Curiously, another artist had once sought out the solace of Big Sur: the writer Jack Kerouac.

On the Road had just come out, he was getting some success, and drinking a lot,” Frisell says. “Things were way out of control. Everybody was recognizing him, and he went to Big Sur to try and clean himself up a little bit. I wasn’t going through some kind of drug withdrawal …”

Frisell had bought a copy of the book that Kerouac wrote while there, Big Sur, and took it with him. True, Frisell wasn’t seeking quite the same kind of withdrawal as Kerouac, but he recognized the solutions that the writer found in that beautifully desolate landscape.

The book starts out with him getting there, with all of the craziness going on in his life,” Frisell says. “The description of him walking up this canyon in the middle of the night, trying to find this little cabin, was just like my experience. When I got there, it was late and a dark night, I didn’t know what I was getting into.
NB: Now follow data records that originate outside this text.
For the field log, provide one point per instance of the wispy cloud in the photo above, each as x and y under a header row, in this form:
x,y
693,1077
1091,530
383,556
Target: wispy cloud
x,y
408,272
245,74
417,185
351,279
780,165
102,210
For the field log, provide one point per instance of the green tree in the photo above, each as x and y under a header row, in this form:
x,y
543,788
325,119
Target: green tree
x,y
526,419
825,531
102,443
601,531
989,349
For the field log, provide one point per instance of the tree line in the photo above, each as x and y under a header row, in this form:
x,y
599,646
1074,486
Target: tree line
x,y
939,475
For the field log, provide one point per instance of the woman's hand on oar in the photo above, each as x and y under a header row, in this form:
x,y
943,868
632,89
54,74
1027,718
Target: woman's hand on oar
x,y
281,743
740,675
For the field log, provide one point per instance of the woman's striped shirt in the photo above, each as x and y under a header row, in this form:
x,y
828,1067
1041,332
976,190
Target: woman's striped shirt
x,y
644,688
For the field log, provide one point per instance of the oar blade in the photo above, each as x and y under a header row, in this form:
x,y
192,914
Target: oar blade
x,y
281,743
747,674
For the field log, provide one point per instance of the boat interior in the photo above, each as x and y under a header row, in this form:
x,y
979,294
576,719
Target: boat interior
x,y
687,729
Reading that book was an inspiration. The similarity to when he went up there and wrote, just getting off that roller coaster, and how it allows you to get inside yourself. Being in that place allowed me to deal with what seems like the hardest thing now, finding quiet. I needed the space to let the music come out.”

Kerouac and his Beat Generation pals were well-known for their love of jazz. Kerouac was particularly fond of the saxophonist Charlie Parker. The music that Frisell came up with likely won’t sound like Parker. And that was never the idea.

The music, I don’t even know where it really comes from,” Frisell says. “When I try to pin it down, it gets stuck. I was on a ranch up on these cliffs overlooking this ocean, I forget how many acres, but it’s as far as you can see. I’d just walked around, looking. I brought a little notebook with me and tried to write down melodies, whatever came into my head, before going back into the real world and try to put it all together.”